Topic: Western Imperialism (exemplified by the apogee of the British Empire) and the Classical Tradition
My thesis is yet decided, but so far I’ve found great support for the inherent link between 19th-century British politicians and scholars who viewed the status of the British Empire as a continuation of the legacy left from early Greece, particularly from Alexander of Macedon, and Roman Imperialism, a subject of great contest in the 19th-century oration between skeptical politicians commonly drawing upon the references of pro and anti-imperial critiques of western antiquity. The British, at the apogee of their power, saw themselves as being in the direct lineage of these empires, attributed greatly to the Classical emphasis of statesmen of that period. This idea was articulated exactly by John Stuart Mill, claiming, about the battle of Marathon,”If the result had been different, Britons and Saxons might still be wandering the woods” (Vance 257). Mill’s claim loosely elucidates that the British Empire’s supremacy was contingent upon the single victory between the confederate Greek city-states (of the west) and the Persian east, neglecting the greater span of history between that time and the present (a common theme of this period.)
As the British Empire expanded its network into the East Indies, a diplomat in the employment of the East India Company, Mountstuart Elphinstone, who was also appointed for the purpose of compiling ‘detailed intelligence reports on the politics, geography, economy, and culture of Afghanistan,’ drew much of the content later published in his reports from the volumes of Quintus Curtius, written two-thousand years prior, entitled History of Alexander the Great (Hagerman 345). Concurrently, from Elphinstone’s readings of Curtius’ volumes, he thoroughly convinced himself and his countrymen that they were following in the wake of ‘Alexander’s explorations, conquests, and ultimately even his world-historical mission.’ (Hagerman 352) What is meant by this term, ‘world-historical mission,’ is not specified further in Hagerman’s journal, but from the words of Plutarch’s On the Fortunes of Alexander,which includes the concept Greek ‘Universalism,’ he states, “Alexander desired to render all upon earth subject to one law of reason and one form of government and to reveal all men as one people, and to this purpose he made himself conform. [If not for Alexander’s death] one law would govern all mankind, and they all would look toward one rule of justice as though toward a common source of light.” (Perry 91-92) Perhaps this was simultaneously the view held consciously or subconsciously of British colonizers in their interactions with the Near East.
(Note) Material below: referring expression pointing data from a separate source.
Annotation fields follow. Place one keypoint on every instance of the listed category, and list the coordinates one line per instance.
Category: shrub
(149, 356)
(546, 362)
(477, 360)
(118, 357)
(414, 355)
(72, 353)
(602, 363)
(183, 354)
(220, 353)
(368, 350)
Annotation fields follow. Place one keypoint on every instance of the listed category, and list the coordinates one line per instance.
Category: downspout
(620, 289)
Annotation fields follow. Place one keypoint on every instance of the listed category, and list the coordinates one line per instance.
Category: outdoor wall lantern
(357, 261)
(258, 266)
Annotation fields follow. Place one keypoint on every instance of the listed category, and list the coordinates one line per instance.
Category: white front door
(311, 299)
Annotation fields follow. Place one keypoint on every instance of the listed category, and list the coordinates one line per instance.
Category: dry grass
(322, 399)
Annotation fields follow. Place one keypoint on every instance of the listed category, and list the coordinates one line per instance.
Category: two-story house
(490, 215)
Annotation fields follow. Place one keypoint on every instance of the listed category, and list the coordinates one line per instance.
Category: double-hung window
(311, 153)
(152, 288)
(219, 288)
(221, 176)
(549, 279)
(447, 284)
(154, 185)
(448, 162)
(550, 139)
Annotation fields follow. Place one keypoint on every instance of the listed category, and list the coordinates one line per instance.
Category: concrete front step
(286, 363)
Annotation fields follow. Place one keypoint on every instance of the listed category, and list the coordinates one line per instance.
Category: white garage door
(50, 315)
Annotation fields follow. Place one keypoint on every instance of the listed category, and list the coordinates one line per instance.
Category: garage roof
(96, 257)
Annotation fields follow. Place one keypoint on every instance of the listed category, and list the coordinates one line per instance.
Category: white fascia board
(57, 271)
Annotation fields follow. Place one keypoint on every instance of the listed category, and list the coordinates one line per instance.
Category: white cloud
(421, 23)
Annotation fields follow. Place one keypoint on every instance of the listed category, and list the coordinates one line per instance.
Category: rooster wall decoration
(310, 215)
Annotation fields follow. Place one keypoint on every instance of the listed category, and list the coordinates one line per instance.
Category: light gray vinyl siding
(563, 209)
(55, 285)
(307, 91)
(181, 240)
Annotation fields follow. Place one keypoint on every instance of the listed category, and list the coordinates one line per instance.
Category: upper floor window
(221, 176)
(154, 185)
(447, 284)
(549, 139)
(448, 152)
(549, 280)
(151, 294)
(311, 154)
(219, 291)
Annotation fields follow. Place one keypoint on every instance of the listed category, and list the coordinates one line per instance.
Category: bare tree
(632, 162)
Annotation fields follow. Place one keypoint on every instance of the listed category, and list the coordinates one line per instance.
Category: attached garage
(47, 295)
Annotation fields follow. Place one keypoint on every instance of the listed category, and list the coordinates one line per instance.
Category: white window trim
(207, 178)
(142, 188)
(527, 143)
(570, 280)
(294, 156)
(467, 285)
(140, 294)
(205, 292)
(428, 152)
Hagerman, Christopher A. “In the Footsteps of the ‘Macedonian Conqueror’: Alexander the Great and British India.” International Journal of the Classical Tradition, vol. 16, no. 3/4, 2009, pp. 344–392., www.jstor.org/stable/40388969.
Perry, Marvin. Sources of the Western tradition. Boston, MA: Wadsworth/Cengage Learning: n.p., 2014. Print.
VANCE, NORMAN. “Anxieties of Empire and the Moral Tradition: Rome and Britain.” International Journal of the Classical Tradition, vol. 18, no. 2, 2011, pp. 246–261., www.jstor.org/stable/41474705.